Estamos emporcalhando nossa cidade
Adeli Sell*
A palavra
"emporcalhar" vai gerar protestos, eu sei. Mas é isto que estamos
fazendo com nossa capital. Quem se criou no campo, tratando porcos, sabe do que
eu falo. Querem algo mais nojento do que chorume regando o asfalto, lambuzando
nossos calçados com os quais entramos em nossas casas?
Querem algo mais asqueroso do
que aquela montoeira de lixo espalhada ao lado dos contêineres? Caminhem pelo
Centro Histórico. Na Riachuelo com a Marechal Floriano é impossível passar sem
tapar o nariz, desviar o caminho e caminhar pelo meio da rua, porque toda a
esquina está tomada de lixo. E não é só ali.
Milhares e milhares de
porto-alegrenses absorvem diariamente pelas narinas o cheiro podre que exala
dos contêineres implantados na nossa cidade. Em qualquer lugar moderno e
civilizado tem contêineres para o lixo orgânico e outro para o lixo reciclável.
Em Porto Alegre, não é assim.
Acreditava que esse cenário
pudesse mudar com o anúncio de nova licitação proposta pela prefeitura,
prevendo dobrar a quantidade de contêineres na cidade, passando dos atuais 1,2
mil, para 2,4 mil equipamentos. Será mantida, entretanto, a coleta única e
exclusiva de resíduos orgânicos nestas unidades, o que todos sabem só ocorre na
teoria.
Não é preciso ir longe para
conhecer outra realidade bem diferente. Caxias do Sul, na serra gaúcha, dispõe
de conteinerização diferenciada. Um para os resíduos orgânicos e outro para os
recicláveis. E lá existe a lavagem dos contêineres de três em três dias. Por
que não incorporar o que próximas fazem melhor do que nós?
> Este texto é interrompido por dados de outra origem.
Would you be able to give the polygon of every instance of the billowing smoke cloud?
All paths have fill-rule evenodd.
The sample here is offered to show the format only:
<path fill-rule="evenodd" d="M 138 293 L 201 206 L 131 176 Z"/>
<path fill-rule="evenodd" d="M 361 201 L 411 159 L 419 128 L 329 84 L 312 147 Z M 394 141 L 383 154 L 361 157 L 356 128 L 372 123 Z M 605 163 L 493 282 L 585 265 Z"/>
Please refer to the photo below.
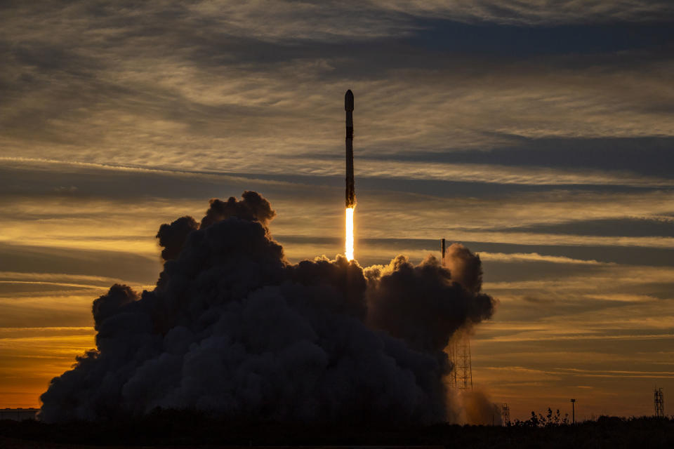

Os mais velhos devem recordar
com saudades dos anos 90, quando implantamos a coleta seletiva em Porto Alegre,
beneficiando primeiramente o bairro Bom Fim. O programa foi progressivamente
ampliado até agosto de 1996, quando todos os bairros passaram a ser atendidos.
E como está agora?
Nem é preciso falar, porque
todos veem que é uma zorra total. Faça-se justiça que o novo Diretor começou
sua gestão fazendo algumas incursões corretas para debelar focos de lixo pela
cidade. Mas parece que nosso diretor está perdendo a batalha para o
"emporcalhamento" da cidade, pelas razões que coloquei, somados aos
erros administrativos e técnicos e por esta cultura de condescendência com os
carrinheiros e carroceiros.
Também não dá para desdenhar o
comportamento da população que teima em jogar lixo na rua. Por onde quer que se
ande, montoeiras de latinha e papel, sem falar nas bitucas de cigarro que estão
por todos os lados. Sem esquecer os chicletes que teimam em grudar nos nossos
sapatos. Tudo o que é inservível é descartado ali mesmo, sem se importar
com a cidade, a limpeza, a estética, a saúde. Sim, saúde, porque isto não pode
fazer bem a ninguém.
Pode parecer fruto de uma mente
conservadora, mas o cuidado com a cidade exige uma disputa de espaço em que
necessariamente deve ganhar o interesse da maioria: limpeza, iluminação,
manutenção e acessibilidade. Mesmo a mais culta das criaturas poderá sucumbir
ao meio e se permitir um papelzinho no chão quando num cenário de depredação.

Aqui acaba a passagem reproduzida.